Howdy Lisa, and welcome from one newbie to another!! Sounds like we have a very similar route that got us to this board! Mine was my boss's wife who teaches SEd at my son's new school. Your Ryan sounds a bit like my Josh. We spent the first 4 1/2 years of his life not being able to eat in restaraunts or go to certain places due to the noise levels creating a meltdown. Thankfully crowds and music seem to be resolving, although the vaccuum still sends him running with hands over ears. Socially they may differ a bit cause although Josh WANTS to be social, I feel he has problems understanding that others don't always want to talk about Star Wars all of the time. LOL Now, of course I'm new to all of this too, but I would say since Ryan has a year before kindergarten to go ahead and look into an evaluation.
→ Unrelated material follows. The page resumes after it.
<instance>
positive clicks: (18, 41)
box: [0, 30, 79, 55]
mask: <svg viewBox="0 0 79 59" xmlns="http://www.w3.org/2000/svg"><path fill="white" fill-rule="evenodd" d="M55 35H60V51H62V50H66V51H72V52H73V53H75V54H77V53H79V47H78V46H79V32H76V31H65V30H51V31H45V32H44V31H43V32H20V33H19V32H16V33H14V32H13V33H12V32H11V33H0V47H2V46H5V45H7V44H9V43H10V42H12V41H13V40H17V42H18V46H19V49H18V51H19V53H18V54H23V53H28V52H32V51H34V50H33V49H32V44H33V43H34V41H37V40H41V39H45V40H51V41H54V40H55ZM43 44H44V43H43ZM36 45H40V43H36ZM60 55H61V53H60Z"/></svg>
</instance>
Josh's first day of kindergarten was yesterday, and Asperger's was only brought up/thought of about a week ago. His teacher is aware of ongoing sensory issues, but I really really wish we had started prior to kindergarten so that we would be able to advocate better and have a better understanding about his needs, and how he would react in given kindergarten situations and have a plan made with the school. You are mom, and you know Ryan best and if you have concerns it can't hurt to have him evaluated. I have always had a "gut" concern that we didn't push with the pediatrician, and in hindsight I wish we had. I think for us it was more of a we don't really have to worry about it yet, kindergarten is ______years away, we'll see if the teacher says anything then. Gosh, I didn't intend on writing a book LOL. I'm certainly no expert, but I hope our experience thus far helps a bit in making your decision.

Take care,
Heather

iVillage Member
Registered: 02-24-2004
Tue, 08-30-2005 - 3:34pm

Hi Lisa,

I just wanted to welcome you to the board! My youngest, Nathan, was dx'd when he was 5 as HFA. What I did was have him evaluated at school and then was given the name of a neuropsychologist by the school district. They had him down as "developmentally delayed" and provided speech therapy for him. The actual medical dx was, of course, up to me and my dh. I did pursue this, because I wanted to know for sure what we were dealing with.

Nathan is pretty well behaved and he's not aggressive, just real quirky!! LOL I really just wanted to get to know my son better and learn how to relate to him, as well as how to "teach" him things.

Nathan's school would not have provided ESY (extended school year) for Nathan, if he were listed as developmentally delayed. But he DID qualify because we had a dx for autism. It's something that you would have to look into for your school district. After being on this board for over a year now, I have learned that all schools and all states are different. There even may be other things that your son would qualify for.....without you even knowing. So it's somethink to look into!